On Tuesday 22 September - while at the beach - such a beautiful day with the view across the water - too good to simply pass by without recording the moment in time . . .
the Dog of Pāoa
This prominent headland, 27 km south of Gisborne, is a significant place for Tūranganui-a-Kiwa tribes.
Its name, Te Kurī-a-Pāoa, means ‘the dog of Pāoa’: Pāoa was the captain of the Horouta canoe.
Māori legends recount that Pāoa lost his dog in the Tūranganui-a-Kiwa / Poverty Bay area and the dog is still there waiting for his master to return. It is said if you look towards the white cliffs at dawn they resemble the outline of a dog in a crouching position.

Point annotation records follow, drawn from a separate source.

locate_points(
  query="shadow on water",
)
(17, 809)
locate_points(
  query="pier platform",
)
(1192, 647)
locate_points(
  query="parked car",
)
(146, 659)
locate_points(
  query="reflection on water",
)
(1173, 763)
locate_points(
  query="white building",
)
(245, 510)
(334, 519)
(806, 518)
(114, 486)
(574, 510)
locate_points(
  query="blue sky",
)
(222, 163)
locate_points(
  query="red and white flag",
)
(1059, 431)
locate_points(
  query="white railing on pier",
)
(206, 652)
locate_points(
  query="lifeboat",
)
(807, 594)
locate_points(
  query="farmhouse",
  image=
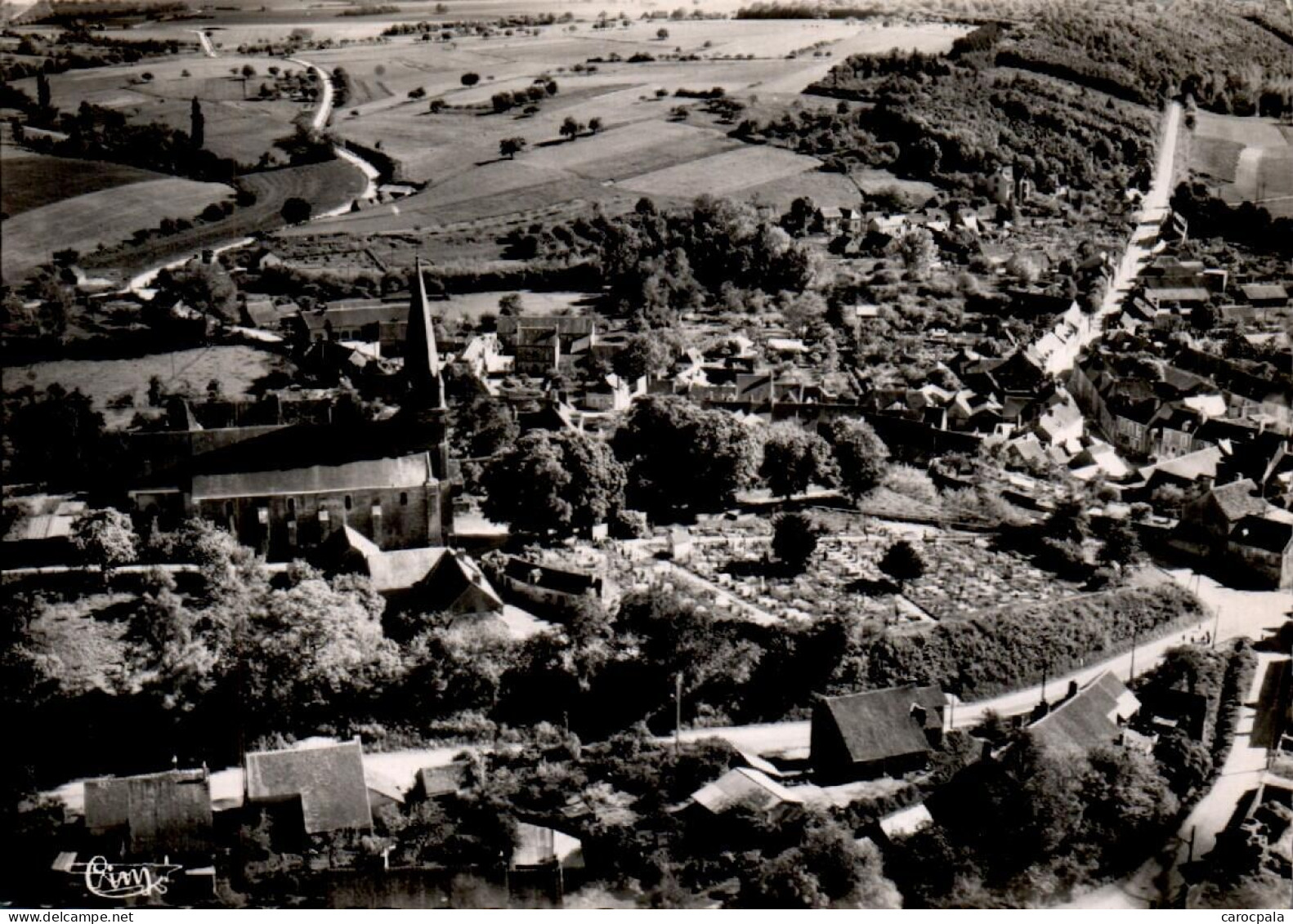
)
(312, 790)
(882, 732)
(151, 815)
(284, 490)
(1264, 546)
(745, 788)
(1089, 717)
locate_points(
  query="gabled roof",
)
(882, 724)
(413, 471)
(1239, 499)
(159, 812)
(742, 788)
(1089, 719)
(1262, 533)
(329, 781)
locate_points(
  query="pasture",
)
(326, 185)
(1244, 159)
(30, 180)
(642, 148)
(238, 126)
(104, 217)
(104, 380)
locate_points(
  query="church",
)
(282, 490)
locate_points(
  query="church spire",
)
(422, 358)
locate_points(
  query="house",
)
(546, 584)
(748, 788)
(544, 846)
(1264, 546)
(877, 733)
(1264, 295)
(284, 490)
(1213, 516)
(320, 788)
(151, 815)
(1093, 716)
(437, 782)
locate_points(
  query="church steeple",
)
(422, 358)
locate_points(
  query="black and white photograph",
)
(606, 455)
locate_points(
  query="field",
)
(640, 150)
(29, 180)
(326, 185)
(105, 217)
(237, 368)
(235, 127)
(1244, 159)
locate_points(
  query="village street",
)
(1197, 834)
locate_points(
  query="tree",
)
(197, 126)
(106, 539)
(902, 561)
(799, 217)
(1121, 544)
(553, 484)
(683, 458)
(1204, 317)
(859, 454)
(510, 148)
(644, 355)
(297, 211)
(794, 539)
(794, 458)
(485, 426)
(570, 128)
(204, 287)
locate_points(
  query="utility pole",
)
(678, 712)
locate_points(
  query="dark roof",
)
(329, 781)
(1237, 499)
(1262, 533)
(159, 812)
(566, 324)
(881, 724)
(405, 472)
(1088, 719)
(355, 313)
(561, 581)
(308, 444)
(442, 781)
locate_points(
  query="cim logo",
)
(124, 881)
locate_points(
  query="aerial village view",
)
(590, 454)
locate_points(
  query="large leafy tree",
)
(553, 484)
(860, 454)
(684, 459)
(794, 458)
(106, 539)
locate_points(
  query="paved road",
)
(1240, 773)
(324, 111)
(1250, 614)
(207, 48)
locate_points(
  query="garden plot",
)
(964, 578)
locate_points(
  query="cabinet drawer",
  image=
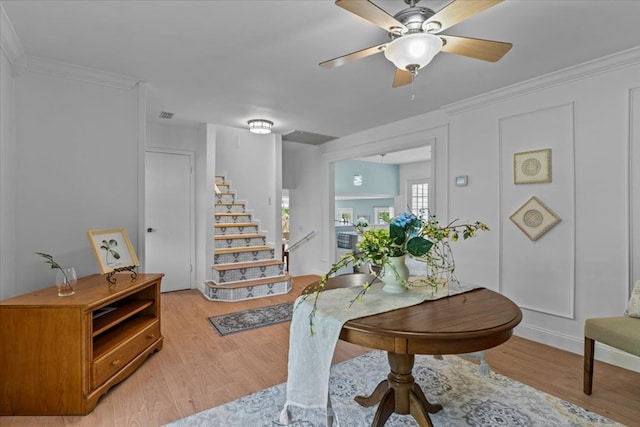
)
(111, 362)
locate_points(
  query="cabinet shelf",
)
(122, 312)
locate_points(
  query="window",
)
(418, 195)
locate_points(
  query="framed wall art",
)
(380, 213)
(345, 216)
(113, 250)
(530, 167)
(534, 218)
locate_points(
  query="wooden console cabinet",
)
(59, 355)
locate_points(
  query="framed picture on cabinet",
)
(112, 249)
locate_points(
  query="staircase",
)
(244, 266)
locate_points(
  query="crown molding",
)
(76, 72)
(9, 41)
(598, 66)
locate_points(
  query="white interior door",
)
(169, 242)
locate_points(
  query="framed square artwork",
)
(345, 216)
(112, 249)
(534, 218)
(530, 167)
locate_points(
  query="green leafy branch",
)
(48, 259)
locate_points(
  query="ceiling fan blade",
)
(486, 50)
(459, 10)
(402, 77)
(350, 57)
(372, 13)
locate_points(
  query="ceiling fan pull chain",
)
(413, 78)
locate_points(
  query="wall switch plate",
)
(461, 180)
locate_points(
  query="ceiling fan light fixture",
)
(260, 126)
(413, 51)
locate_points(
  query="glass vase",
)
(66, 280)
(394, 275)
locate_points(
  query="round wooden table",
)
(463, 323)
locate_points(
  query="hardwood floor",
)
(197, 369)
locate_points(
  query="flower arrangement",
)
(419, 236)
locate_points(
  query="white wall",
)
(8, 179)
(583, 115)
(77, 168)
(305, 213)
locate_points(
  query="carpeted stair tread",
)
(248, 283)
(238, 236)
(239, 265)
(231, 214)
(243, 249)
(235, 224)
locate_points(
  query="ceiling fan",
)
(415, 35)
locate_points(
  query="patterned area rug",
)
(468, 398)
(226, 324)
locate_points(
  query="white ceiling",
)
(225, 62)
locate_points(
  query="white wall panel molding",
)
(76, 72)
(634, 185)
(575, 345)
(9, 41)
(539, 275)
(602, 65)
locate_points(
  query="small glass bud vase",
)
(66, 280)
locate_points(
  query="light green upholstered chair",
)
(621, 332)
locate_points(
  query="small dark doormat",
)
(231, 323)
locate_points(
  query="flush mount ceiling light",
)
(260, 126)
(413, 51)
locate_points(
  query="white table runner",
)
(310, 356)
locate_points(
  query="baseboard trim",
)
(603, 353)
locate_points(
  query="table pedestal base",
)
(399, 393)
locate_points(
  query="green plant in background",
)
(48, 259)
(108, 245)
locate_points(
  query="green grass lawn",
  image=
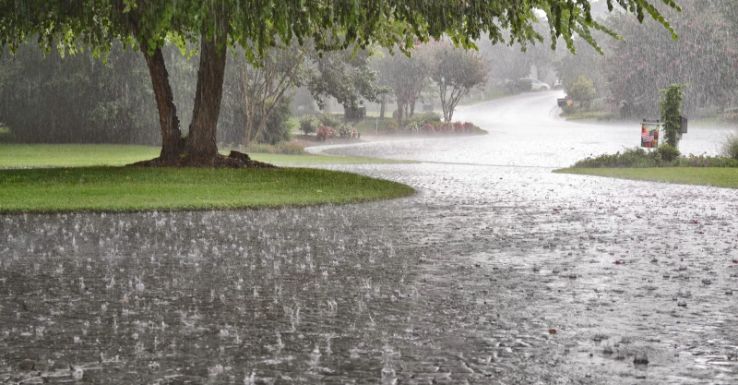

Kurī were small, long-haired dogs about the size of a border collie. They had a small head, pricked ears, a terrier-like snout and a powerful jaw. The shoulders and neck were heavy, the legs were short, and the tail was bushy. Some were black, some white, and others a combination with patches or spots. Some had yellow coats.
© Cite: Basil Keane, ‘Kurī – Polynesian dogs’, Te Ara - the
Encyclopedia of New Zealand, http://www.TeAra.govt.nz/en/
kuri-polynesian-dogs/print (accessed 17 April 2019)
Later, when Captain James Cook arrived in Tūranga-Gisborne
He called Te Kurī-a-Pāoa > Young Nick’s Head < in honour of the
cabin boy who first sighted land from the Endeavour, as they first reached Aotearoa / New Zealand on 7th October 1769.
It was also at that time - that the reception offered Captain James Cook and his crew - sadly became one of cross-culture misunderstanding - and he along with his crew and the Endeavour departed. Noting in his Diary that because he was afforded no good thing - he named it 'Poverty Bay'.
Dual naming has in recent times become popular in NZ.
Poverty Bay, (a reductive name)
given by Lt J. Cook, was therefore officially re-named:
Tūranganui-a-Kiwa/Poverty Bay, in February 2019.